Depuis sa création la Biennale de Paris développe sa propre identité. Elle développe aujourd’hui une démarche basée sur ses propres normes. En effet son identité ne repose plus sur la reconnaissance des artistes qu’elle soutient ou sur les personnalités avec lesquelles elle travaille mais sur le caractère singulier dont se développe son action. Voici quelques uns des repères de son identité :

Une biennale sans exposition
La Biennale de Paris est la première Biennale au monde à avoir stopper l’usage des expositions et plus généralement de la présentation des objets d’art pour promouvoir ou présenter le travail des artistes avec qui elle collabore. En refusant d’« être pensée par l’art » elle identifie et défend une nouvelle idée de l’art à travers des pratiques qu’elle nomme inconformes. Son statut institutionnel ne se concentre plus alors sur la promotion de valeurs esthétiques, mais sur l’expérimentation de nouvelles interactions visant à faire émerger d’autres finalités dans l’art que sa pratique unique.

Une institution horizontale
La Biennale de Paris s’érige à l’horizontale. Y participer, c’est devenir partenaire. À ce titre, chaque partenaire décide des conditions relatives aux activités qu’il propose. Ce pouvoir de décision agit sur la structure et l’état d’esprit de la biennale. En devenant malléable la Biennale de Paris s’offre comme un cadre d’expérimentation plus large que celui d’un canal de diffusion et de légitimation des pratiques artistiques.

Un art de nature invisuelle
Nous n’avons aucune preuve sérieuse que l’art est dépendant de l’objet d’art. Pour cette raison, nous pouvons supposer le contraire. La Biennale de Paris favorise des pratiques invisuelles. L’invisuel est visible, mais pas en tant qu’art : «  Quand on retire l’oeuvre à l’art, il ne reste plus que l’art à l’oeuvre ».

Un public d’indifférence
Un « public d’indifférence » ce sont des personnes qui interfèrent avec des propositions ne pouvant plus être identifiées comme étant artistiques.

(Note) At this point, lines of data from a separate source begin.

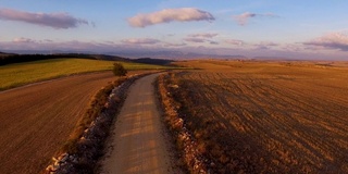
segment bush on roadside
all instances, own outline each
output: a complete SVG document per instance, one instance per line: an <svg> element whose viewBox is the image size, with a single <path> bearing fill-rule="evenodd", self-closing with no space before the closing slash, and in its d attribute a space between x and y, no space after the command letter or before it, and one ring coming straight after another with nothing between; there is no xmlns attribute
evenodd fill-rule
<svg viewBox="0 0 348 174"><path fill-rule="evenodd" d="M127 74L126 69L121 63L113 63L112 72L115 76L125 76Z"/></svg>

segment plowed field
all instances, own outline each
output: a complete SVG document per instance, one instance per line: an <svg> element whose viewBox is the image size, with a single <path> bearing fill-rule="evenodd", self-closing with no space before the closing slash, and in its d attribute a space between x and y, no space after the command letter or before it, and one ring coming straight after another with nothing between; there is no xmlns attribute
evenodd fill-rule
<svg viewBox="0 0 348 174"><path fill-rule="evenodd" d="M347 173L347 64L196 61L172 75L219 173ZM176 91L175 91L176 90Z"/></svg>
<svg viewBox="0 0 348 174"><path fill-rule="evenodd" d="M0 173L37 174L67 139L111 73L76 75L0 92Z"/></svg>

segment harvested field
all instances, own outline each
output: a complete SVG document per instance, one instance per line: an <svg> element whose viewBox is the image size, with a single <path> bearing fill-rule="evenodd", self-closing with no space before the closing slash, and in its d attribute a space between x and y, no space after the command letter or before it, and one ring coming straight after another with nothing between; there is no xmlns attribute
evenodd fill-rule
<svg viewBox="0 0 348 174"><path fill-rule="evenodd" d="M0 66L0 90L52 78L112 70L114 61L87 59L50 59ZM165 70L170 66L120 62L128 71Z"/></svg>
<svg viewBox="0 0 348 174"><path fill-rule="evenodd" d="M203 69L167 76L167 88L209 169L348 172L347 63L181 64Z"/></svg>
<svg viewBox="0 0 348 174"><path fill-rule="evenodd" d="M0 173L37 174L69 138L111 73L60 78L0 92Z"/></svg>

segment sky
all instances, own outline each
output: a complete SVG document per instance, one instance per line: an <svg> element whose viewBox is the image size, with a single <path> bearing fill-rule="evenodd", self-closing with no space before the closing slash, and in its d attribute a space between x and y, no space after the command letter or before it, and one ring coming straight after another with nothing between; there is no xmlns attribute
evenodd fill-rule
<svg viewBox="0 0 348 174"><path fill-rule="evenodd" d="M1 0L0 51L348 60L347 0Z"/></svg>

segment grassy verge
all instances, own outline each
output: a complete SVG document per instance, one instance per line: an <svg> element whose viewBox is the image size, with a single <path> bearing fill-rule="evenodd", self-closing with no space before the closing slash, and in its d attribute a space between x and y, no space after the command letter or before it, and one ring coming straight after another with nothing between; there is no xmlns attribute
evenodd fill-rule
<svg viewBox="0 0 348 174"><path fill-rule="evenodd" d="M58 158L53 158L53 163L42 173L98 173L97 162L104 153L105 138L126 98L126 91L136 79L147 74L150 73L120 77L101 88L65 145L57 152Z"/></svg>
<svg viewBox="0 0 348 174"><path fill-rule="evenodd" d="M73 74L110 71L113 63L114 61L87 59L52 59L3 65L0 66L0 90ZM128 71L173 69L132 62L120 63Z"/></svg>
<svg viewBox="0 0 348 174"><path fill-rule="evenodd" d="M175 74L170 73L159 76L156 88L164 111L164 122L179 153L177 164L186 173L208 173L207 161L202 153L197 150L197 142L184 123L183 105L175 100L179 82L173 80L173 75Z"/></svg>

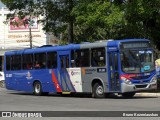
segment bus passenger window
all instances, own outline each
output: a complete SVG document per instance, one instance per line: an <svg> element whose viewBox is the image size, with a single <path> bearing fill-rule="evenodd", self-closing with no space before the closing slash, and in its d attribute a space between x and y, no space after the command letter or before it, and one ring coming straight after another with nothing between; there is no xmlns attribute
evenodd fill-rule
<svg viewBox="0 0 160 120"><path fill-rule="evenodd" d="M35 53L34 54L34 68L44 69L46 68L46 53Z"/></svg>
<svg viewBox="0 0 160 120"><path fill-rule="evenodd" d="M71 51L71 67L75 67L74 50Z"/></svg>
<svg viewBox="0 0 160 120"><path fill-rule="evenodd" d="M57 52L47 53L47 67L50 69L57 68Z"/></svg>
<svg viewBox="0 0 160 120"><path fill-rule="evenodd" d="M91 49L91 66L99 67L105 66L105 48L93 48Z"/></svg>
<svg viewBox="0 0 160 120"><path fill-rule="evenodd" d="M13 55L11 56L11 70L20 70L21 69L21 56Z"/></svg>
<svg viewBox="0 0 160 120"><path fill-rule="evenodd" d="M6 70L11 69L10 56L6 56Z"/></svg>
<svg viewBox="0 0 160 120"><path fill-rule="evenodd" d="M23 69L30 70L33 68L33 54L24 54L22 56L23 62Z"/></svg>
<svg viewBox="0 0 160 120"><path fill-rule="evenodd" d="M89 49L76 50L75 63L76 67L89 67L90 66Z"/></svg>

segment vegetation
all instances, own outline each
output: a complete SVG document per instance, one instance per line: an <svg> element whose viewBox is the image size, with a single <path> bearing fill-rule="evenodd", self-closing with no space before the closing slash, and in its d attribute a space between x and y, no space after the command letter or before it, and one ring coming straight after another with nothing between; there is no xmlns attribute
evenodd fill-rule
<svg viewBox="0 0 160 120"><path fill-rule="evenodd" d="M148 38L160 49L159 0L1 0L13 14L43 16L46 32L70 43Z"/></svg>

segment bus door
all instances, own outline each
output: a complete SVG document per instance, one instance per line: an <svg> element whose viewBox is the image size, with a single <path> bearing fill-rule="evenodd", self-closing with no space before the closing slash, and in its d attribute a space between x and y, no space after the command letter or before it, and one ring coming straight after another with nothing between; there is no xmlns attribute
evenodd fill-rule
<svg viewBox="0 0 160 120"><path fill-rule="evenodd" d="M59 69L59 75L58 80L60 82L60 85L62 86L62 91L69 91L68 88L68 79L69 75L66 68L69 68L69 53L62 52L58 55L58 69Z"/></svg>
<svg viewBox="0 0 160 120"><path fill-rule="evenodd" d="M118 69L118 52L112 49L112 51L108 51L108 83L110 92L120 91Z"/></svg>

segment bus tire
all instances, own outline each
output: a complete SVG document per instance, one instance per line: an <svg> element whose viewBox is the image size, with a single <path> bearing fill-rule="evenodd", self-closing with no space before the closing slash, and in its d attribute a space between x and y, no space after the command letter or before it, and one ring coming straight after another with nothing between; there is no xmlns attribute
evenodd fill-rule
<svg viewBox="0 0 160 120"><path fill-rule="evenodd" d="M135 92L127 92L127 93L122 93L122 96L124 98L132 98L136 93Z"/></svg>
<svg viewBox="0 0 160 120"><path fill-rule="evenodd" d="M92 88L92 97L93 98L104 98L104 88L103 85L100 83L95 83Z"/></svg>
<svg viewBox="0 0 160 120"><path fill-rule="evenodd" d="M42 85L40 82L35 82L33 85L33 94L37 95L37 96L41 96L42 95Z"/></svg>

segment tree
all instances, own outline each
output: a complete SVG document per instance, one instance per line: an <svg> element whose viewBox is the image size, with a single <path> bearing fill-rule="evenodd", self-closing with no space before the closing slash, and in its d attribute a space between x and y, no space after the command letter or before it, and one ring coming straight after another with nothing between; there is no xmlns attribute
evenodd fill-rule
<svg viewBox="0 0 160 120"><path fill-rule="evenodd" d="M76 16L75 41L123 38L125 19L121 7L109 0L79 1L73 10Z"/></svg>

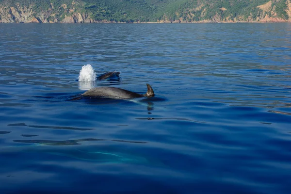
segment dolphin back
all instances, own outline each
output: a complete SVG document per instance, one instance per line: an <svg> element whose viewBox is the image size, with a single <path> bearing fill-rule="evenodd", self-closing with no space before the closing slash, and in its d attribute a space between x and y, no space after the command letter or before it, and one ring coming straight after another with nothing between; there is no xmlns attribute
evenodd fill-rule
<svg viewBox="0 0 291 194"><path fill-rule="evenodd" d="M109 97L111 98L134 98L146 97L148 97L155 96L154 90L148 83L147 91L145 95L141 95L129 90L113 87L98 87L88 90L81 95L84 97Z"/></svg>
<svg viewBox="0 0 291 194"><path fill-rule="evenodd" d="M139 94L113 87L98 87L92 88L82 94L81 96L126 99L144 97L144 95Z"/></svg>

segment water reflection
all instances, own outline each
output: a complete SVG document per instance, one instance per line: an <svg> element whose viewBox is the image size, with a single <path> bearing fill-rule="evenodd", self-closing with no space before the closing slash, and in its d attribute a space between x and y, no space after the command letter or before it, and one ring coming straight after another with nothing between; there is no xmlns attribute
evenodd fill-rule
<svg viewBox="0 0 291 194"><path fill-rule="evenodd" d="M139 142L136 141L126 141L120 140L106 140L103 139L96 138L84 138L78 139L76 140L64 140L64 141L55 141L55 140L13 140L15 142L25 143L29 144L40 144L48 146L72 146L81 145L78 142L88 142L88 141L112 141L113 142L119 142L124 143L130 143L134 144L146 144L147 142Z"/></svg>
<svg viewBox="0 0 291 194"><path fill-rule="evenodd" d="M79 88L81 90L88 90L93 88L95 85L95 81L79 81Z"/></svg>
<svg viewBox="0 0 291 194"><path fill-rule="evenodd" d="M0 134L7 134L11 133L11 131L0 131Z"/></svg>
<svg viewBox="0 0 291 194"><path fill-rule="evenodd" d="M94 130L95 129L92 128L79 128L71 127L63 127L63 126L46 126L42 125L27 125L25 123L14 123L7 125L8 126L26 126L33 128L41 128L41 129L68 129L68 130Z"/></svg>

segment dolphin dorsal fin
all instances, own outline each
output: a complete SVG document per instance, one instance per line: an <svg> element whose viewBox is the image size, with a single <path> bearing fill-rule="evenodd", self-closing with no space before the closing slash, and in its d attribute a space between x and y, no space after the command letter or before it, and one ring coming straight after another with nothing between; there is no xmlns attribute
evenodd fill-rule
<svg viewBox="0 0 291 194"><path fill-rule="evenodd" d="M152 88L151 86L148 84L146 84L147 86L147 92L146 94L145 95L145 96L146 97L153 97L155 96L155 93L154 93L154 90Z"/></svg>

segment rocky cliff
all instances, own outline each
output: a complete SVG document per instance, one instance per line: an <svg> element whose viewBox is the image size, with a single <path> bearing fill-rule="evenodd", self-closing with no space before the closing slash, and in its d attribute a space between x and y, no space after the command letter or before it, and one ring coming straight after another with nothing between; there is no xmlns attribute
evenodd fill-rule
<svg viewBox="0 0 291 194"><path fill-rule="evenodd" d="M140 16L130 17L133 15L130 12L130 9L132 8L129 7L127 12L120 11L119 10L120 5L114 10L111 8L110 4L104 3L104 5L109 5L103 7L81 0L27 0L29 2L25 4L20 2L20 0L0 0L0 23L149 21L149 16L145 17L145 13L141 14ZM141 2L146 3L149 2L149 0ZM95 1L96 3L99 2ZM245 3L238 5L238 1L235 0L181 0L180 3L177 4L177 2L180 1L165 0L163 1L162 9L157 5L155 7L152 5L148 7L146 10L148 16L154 16L151 21L158 23L291 22L291 0L242 0L242 1ZM91 0L90 2L95 1ZM116 2L117 1L114 1L114 3ZM142 2L140 3L144 3ZM263 3L259 4L259 2ZM129 3L129 4L130 4ZM148 4L149 6L151 5ZM146 7L146 5L142 4L142 7ZM139 5L136 5L138 6ZM155 9L152 9L152 7L155 7ZM146 19L143 18L147 19L145 20Z"/></svg>
<svg viewBox="0 0 291 194"><path fill-rule="evenodd" d="M178 9L175 14L164 14L158 23L233 23L291 22L291 0L270 0L243 12L228 11L223 6L214 9L202 3L194 8ZM279 6L280 6L279 7Z"/></svg>

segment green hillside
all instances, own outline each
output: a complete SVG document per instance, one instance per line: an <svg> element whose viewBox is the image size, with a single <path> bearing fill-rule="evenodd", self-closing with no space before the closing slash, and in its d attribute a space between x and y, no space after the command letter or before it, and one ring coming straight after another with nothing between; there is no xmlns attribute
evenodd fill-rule
<svg viewBox="0 0 291 194"><path fill-rule="evenodd" d="M0 22L283 21L291 9L291 0L0 0Z"/></svg>

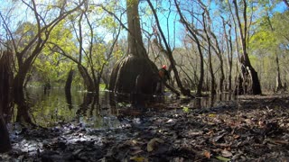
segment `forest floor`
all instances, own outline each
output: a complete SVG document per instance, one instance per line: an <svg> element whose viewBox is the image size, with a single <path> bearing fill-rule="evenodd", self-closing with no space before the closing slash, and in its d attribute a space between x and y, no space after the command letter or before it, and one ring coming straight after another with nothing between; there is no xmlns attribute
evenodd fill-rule
<svg viewBox="0 0 289 162"><path fill-rule="evenodd" d="M154 105L151 105L154 106ZM0 161L289 161L289 94L135 112L119 128L25 130ZM21 137L21 138L20 138Z"/></svg>

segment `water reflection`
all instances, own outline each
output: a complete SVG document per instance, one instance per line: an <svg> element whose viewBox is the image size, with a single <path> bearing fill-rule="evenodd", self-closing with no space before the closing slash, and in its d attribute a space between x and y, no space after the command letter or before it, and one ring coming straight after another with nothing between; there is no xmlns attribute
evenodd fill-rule
<svg viewBox="0 0 289 162"><path fill-rule="evenodd" d="M186 105L192 108L212 107L216 101L229 100L228 94L196 99L172 99L169 96L152 97L143 94L116 95L102 91L99 94L71 90L65 93L63 88L51 88L43 93L42 88L30 87L25 94L15 95L18 111L11 117L12 122L28 123L32 126L51 127L66 122L75 122L86 127L117 127L120 116L137 117L147 108L150 111L166 109L170 104L174 108ZM163 106L160 106L160 105Z"/></svg>

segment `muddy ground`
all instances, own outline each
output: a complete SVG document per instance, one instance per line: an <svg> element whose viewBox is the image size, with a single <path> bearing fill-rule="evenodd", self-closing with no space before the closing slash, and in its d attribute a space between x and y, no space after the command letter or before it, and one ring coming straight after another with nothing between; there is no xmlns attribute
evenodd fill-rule
<svg viewBox="0 0 289 162"><path fill-rule="evenodd" d="M116 117L112 129L21 129L0 161L289 161L289 94L149 107L124 108L134 115Z"/></svg>

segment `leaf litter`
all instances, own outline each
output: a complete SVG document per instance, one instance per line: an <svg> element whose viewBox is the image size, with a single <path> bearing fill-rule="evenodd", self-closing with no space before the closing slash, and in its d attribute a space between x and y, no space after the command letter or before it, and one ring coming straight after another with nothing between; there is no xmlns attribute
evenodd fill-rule
<svg viewBox="0 0 289 162"><path fill-rule="evenodd" d="M186 111L150 105L155 111L119 117L114 129L23 129L12 132L13 150L0 161L289 161L288 99L244 95Z"/></svg>

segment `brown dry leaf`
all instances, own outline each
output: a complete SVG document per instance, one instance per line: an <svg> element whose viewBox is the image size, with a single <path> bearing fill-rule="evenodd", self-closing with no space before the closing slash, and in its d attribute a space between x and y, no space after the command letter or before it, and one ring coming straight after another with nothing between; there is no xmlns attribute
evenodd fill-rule
<svg viewBox="0 0 289 162"><path fill-rule="evenodd" d="M157 146L159 145L159 143L163 143L164 141L162 139L158 139L158 138L154 138L152 139L148 143L147 143L147 151L151 152L154 149L155 149L155 148L157 148Z"/></svg>
<svg viewBox="0 0 289 162"><path fill-rule="evenodd" d="M222 153L222 156L226 157L226 158L233 156L233 154L230 151L227 150L227 149L223 149L221 151L221 153Z"/></svg>
<svg viewBox="0 0 289 162"><path fill-rule="evenodd" d="M148 162L148 159L144 157L131 157L130 160L136 161L136 162Z"/></svg>
<svg viewBox="0 0 289 162"><path fill-rule="evenodd" d="M205 151L204 152L204 156L207 158L210 158L210 153L209 151Z"/></svg>

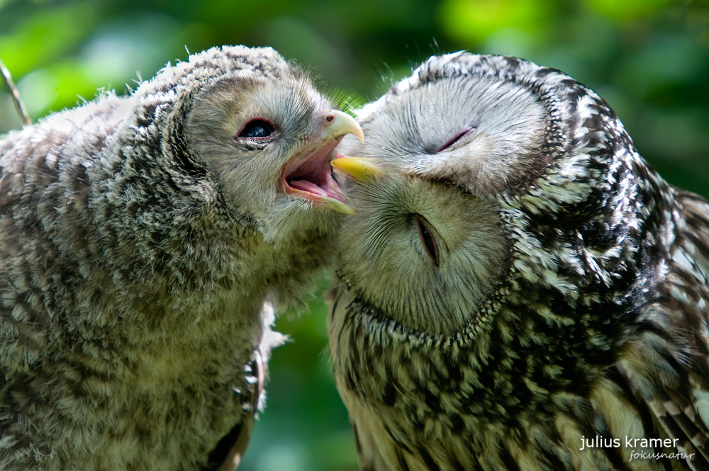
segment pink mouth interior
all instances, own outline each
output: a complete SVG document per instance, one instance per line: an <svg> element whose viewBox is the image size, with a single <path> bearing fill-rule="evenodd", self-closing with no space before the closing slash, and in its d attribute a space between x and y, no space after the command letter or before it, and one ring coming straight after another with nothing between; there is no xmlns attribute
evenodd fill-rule
<svg viewBox="0 0 709 471"><path fill-rule="evenodd" d="M330 154L339 140L316 148L304 157L297 156L286 164L281 181L286 193L297 193L306 198L331 198L345 201L330 166Z"/></svg>

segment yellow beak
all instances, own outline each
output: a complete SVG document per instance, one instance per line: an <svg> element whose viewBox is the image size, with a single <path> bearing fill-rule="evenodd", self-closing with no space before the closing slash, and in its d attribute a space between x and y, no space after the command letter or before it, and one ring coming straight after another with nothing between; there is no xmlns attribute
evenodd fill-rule
<svg viewBox="0 0 709 471"><path fill-rule="evenodd" d="M374 163L374 159L365 157L338 157L330 162L337 170L341 170L351 177L369 181L377 175L384 174L381 167Z"/></svg>

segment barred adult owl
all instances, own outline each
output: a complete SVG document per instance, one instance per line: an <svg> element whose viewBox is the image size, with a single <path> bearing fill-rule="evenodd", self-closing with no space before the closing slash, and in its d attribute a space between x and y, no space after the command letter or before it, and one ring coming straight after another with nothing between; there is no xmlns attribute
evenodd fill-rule
<svg viewBox="0 0 709 471"><path fill-rule="evenodd" d="M432 57L359 118L328 329L361 469L709 470L707 202L520 59Z"/></svg>
<svg viewBox="0 0 709 471"><path fill-rule="evenodd" d="M224 47L3 137L0 469L233 467L268 302L350 211L329 161L362 132L331 108Z"/></svg>

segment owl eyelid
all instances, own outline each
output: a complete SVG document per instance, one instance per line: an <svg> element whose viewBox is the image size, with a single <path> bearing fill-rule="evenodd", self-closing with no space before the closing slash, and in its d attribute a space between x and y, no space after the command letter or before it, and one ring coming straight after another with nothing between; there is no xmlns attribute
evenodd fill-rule
<svg viewBox="0 0 709 471"><path fill-rule="evenodd" d="M416 227L418 229L418 237L421 239L421 243L426 249L428 256L431 258L433 264L438 266L440 263L440 256L438 251L438 244L433 237L433 232L429 228L428 221L423 219L420 215L416 215Z"/></svg>
<svg viewBox="0 0 709 471"><path fill-rule="evenodd" d="M462 131L461 131L460 132L459 132L458 134L457 134L455 136L454 136L452 139L449 140L447 142L446 142L442 146L441 146L440 149L439 149L438 150L436 151L436 154L437 154L438 152L440 152L442 151L444 151L446 149L448 149L449 147L452 147L454 144L455 144L456 142L457 142L458 141L459 141L461 139L462 139L465 136L468 135L469 134L470 134L471 132L472 132L474 130L475 130L474 127L473 127L472 126L468 126L467 127L466 127L465 129L464 129Z"/></svg>
<svg viewBox="0 0 709 471"><path fill-rule="evenodd" d="M262 128L268 134L266 135L247 135L256 132L256 130L259 128ZM234 140L236 141L262 144L273 140L277 132L278 128L273 123L273 121L262 116L257 116L245 123L244 125L236 133L236 135L234 136Z"/></svg>

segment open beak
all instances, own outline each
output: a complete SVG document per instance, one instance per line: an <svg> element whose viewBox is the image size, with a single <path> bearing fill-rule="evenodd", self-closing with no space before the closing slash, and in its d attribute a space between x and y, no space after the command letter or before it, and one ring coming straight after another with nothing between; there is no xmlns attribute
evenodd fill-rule
<svg viewBox="0 0 709 471"><path fill-rule="evenodd" d="M315 111L313 120L315 129L306 138L303 149L283 167L279 190L340 212L354 214L333 178L330 162L338 157L342 158L335 147L342 137L353 134L364 142L364 135L354 118L342 111Z"/></svg>

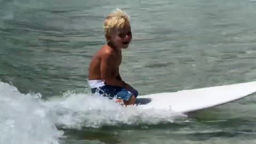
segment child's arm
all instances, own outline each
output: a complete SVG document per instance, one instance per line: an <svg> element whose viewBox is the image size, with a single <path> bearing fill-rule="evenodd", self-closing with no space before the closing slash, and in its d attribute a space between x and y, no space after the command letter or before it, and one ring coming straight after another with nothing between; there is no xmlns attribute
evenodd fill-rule
<svg viewBox="0 0 256 144"><path fill-rule="evenodd" d="M116 79L123 81L123 79L122 79L121 76L120 76L120 74L118 72L118 75L116 76Z"/></svg>

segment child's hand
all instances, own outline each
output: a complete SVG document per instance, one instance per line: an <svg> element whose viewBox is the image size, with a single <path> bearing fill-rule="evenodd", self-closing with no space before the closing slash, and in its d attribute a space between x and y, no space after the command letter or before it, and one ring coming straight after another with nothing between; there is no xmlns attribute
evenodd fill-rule
<svg viewBox="0 0 256 144"><path fill-rule="evenodd" d="M130 92L131 92L133 95L134 95L135 97L137 97L139 93L137 90L134 89L132 87L131 85L127 84L127 86L126 86L126 89Z"/></svg>

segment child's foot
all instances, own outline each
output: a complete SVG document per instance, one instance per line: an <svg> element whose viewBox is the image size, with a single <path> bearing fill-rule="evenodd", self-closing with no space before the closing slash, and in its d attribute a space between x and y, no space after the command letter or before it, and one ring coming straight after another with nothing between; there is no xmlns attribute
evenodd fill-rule
<svg viewBox="0 0 256 144"><path fill-rule="evenodd" d="M122 103L123 103L123 100L121 100L121 99L116 99L116 102Z"/></svg>

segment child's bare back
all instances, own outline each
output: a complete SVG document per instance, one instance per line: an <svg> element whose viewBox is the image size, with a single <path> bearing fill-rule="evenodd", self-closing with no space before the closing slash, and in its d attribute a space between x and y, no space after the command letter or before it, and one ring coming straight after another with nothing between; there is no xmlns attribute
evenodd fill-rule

Une biennale en lieu et en temps réel
La Biennale de Paris se déplace et s’organise là où les pratiques artistiques qu’elle repère se développent. En reconfigurant le rapport de l’artiste à l’institution la Biennale de Paris agît en lieu et en temps réel, c’est à dire avec les modalités d’existence des pratiques artistiques qu’elle souhaite présenter.

Une institution liquide
Être liquide. Quand le sol est occupé, occuper le sous-sol.